In fact, radio is still the top source of information across 36 African countries, according to Afrobarometre, with about half of the population using radio as the primary information source, even if daily usage is not increasing in some countries and decreasing in a few.
Radio listening in the United Kingdom is on the increase and radio advertising in India demonstrated an uptrend in 2015. So, it appears a little premature to eliminate breakfast radio from one’s phone to make place for Spotify.

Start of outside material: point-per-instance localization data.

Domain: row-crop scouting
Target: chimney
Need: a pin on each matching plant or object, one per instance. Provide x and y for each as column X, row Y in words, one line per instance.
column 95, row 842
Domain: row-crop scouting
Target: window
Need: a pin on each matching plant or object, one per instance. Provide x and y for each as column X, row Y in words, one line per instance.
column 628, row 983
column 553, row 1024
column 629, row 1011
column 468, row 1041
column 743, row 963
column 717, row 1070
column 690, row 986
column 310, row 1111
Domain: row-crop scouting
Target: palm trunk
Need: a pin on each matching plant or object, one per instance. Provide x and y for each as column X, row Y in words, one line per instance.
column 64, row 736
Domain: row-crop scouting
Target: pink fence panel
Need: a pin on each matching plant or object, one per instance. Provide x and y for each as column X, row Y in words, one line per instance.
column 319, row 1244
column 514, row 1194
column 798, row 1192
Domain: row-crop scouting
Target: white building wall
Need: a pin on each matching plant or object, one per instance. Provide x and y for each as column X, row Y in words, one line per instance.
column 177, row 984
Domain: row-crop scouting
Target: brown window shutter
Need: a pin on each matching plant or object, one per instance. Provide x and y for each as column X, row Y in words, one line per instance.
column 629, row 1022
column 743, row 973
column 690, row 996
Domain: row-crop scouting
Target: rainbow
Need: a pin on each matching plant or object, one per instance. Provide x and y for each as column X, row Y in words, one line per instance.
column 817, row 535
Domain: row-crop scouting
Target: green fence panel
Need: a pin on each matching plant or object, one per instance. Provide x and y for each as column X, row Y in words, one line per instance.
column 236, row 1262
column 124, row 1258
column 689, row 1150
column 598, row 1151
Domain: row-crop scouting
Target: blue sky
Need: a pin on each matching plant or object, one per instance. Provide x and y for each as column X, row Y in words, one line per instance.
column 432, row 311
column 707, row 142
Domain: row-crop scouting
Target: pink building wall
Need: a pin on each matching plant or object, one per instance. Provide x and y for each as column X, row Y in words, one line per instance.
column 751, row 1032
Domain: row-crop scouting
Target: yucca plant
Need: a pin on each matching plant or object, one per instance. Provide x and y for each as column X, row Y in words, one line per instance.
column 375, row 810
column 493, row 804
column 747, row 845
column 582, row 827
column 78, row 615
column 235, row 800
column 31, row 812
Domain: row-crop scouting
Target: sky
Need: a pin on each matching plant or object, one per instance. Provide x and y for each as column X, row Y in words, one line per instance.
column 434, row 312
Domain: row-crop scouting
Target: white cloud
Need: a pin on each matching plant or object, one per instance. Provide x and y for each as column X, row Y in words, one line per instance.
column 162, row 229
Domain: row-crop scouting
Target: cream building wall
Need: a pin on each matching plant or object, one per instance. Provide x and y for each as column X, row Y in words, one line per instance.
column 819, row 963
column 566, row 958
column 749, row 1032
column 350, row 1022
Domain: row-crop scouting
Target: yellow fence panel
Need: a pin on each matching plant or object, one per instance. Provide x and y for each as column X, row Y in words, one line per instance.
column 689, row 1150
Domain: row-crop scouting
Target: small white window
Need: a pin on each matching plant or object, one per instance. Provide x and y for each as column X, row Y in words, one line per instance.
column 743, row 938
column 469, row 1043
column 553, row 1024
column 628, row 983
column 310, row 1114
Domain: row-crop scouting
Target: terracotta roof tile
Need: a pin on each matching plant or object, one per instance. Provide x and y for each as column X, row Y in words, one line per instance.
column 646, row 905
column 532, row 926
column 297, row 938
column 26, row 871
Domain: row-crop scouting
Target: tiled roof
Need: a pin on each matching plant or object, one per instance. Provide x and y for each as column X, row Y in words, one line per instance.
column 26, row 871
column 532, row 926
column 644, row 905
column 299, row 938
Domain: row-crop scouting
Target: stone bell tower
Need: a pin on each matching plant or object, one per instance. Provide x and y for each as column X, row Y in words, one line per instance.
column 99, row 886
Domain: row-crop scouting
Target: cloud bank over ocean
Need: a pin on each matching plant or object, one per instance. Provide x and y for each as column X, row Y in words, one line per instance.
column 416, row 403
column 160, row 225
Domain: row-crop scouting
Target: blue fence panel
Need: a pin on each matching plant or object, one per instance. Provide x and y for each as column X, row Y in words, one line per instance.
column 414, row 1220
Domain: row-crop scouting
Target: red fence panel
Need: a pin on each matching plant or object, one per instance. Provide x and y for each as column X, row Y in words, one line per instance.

While a narrative on the way all things related to broadband (including Wi-Fi, Bluetooth, radio-free dashboard in cars) is taking over the world and may turn heads, the fact of the matter is that, according to Edison Research, FM/AM radio is still being used by 84 percent of motorists in the United States, while only 21 listen to the radio online.
There is a lot of data predicting rising levels of data usage by the mobile industry. But how valid is this information? We are told that for the BBC, for instance, distribution over the internet is predicted to be on par but not to overtake the airwaves before circa 2027.
Radio is here to stay and the cyclical announcements and debates about its demise are highly exaggerated, while of course they shouldn’t be ignored. The medium needs to invest in its strong points and go digital in order to enrich the same great qualities that have always defined it — portability, immediacy, quality, adaptability and innovation — with the added choice of multimedia options.
Take the example of India, where DRM is currently delivered to nearly 50 percent of the population and listeners now have access to additional programs and music, when before they had a limited selection. FM today cannot offer this same choice, nor can the approximately 1 billion Indian mobiles on the market.
While the availability of digital receivers is still a challenge, how great it would be if listeners could access this new content on mobiles free of charge and not via expensive data plans.
In the U.K. it is possible for listeners to get all the radio, television and online services the BBC provides for as little as just under US$1. But that is, unfortunately, only the exception. Giant steps still need to be taken in order to offer the equivalent in other parts of the world.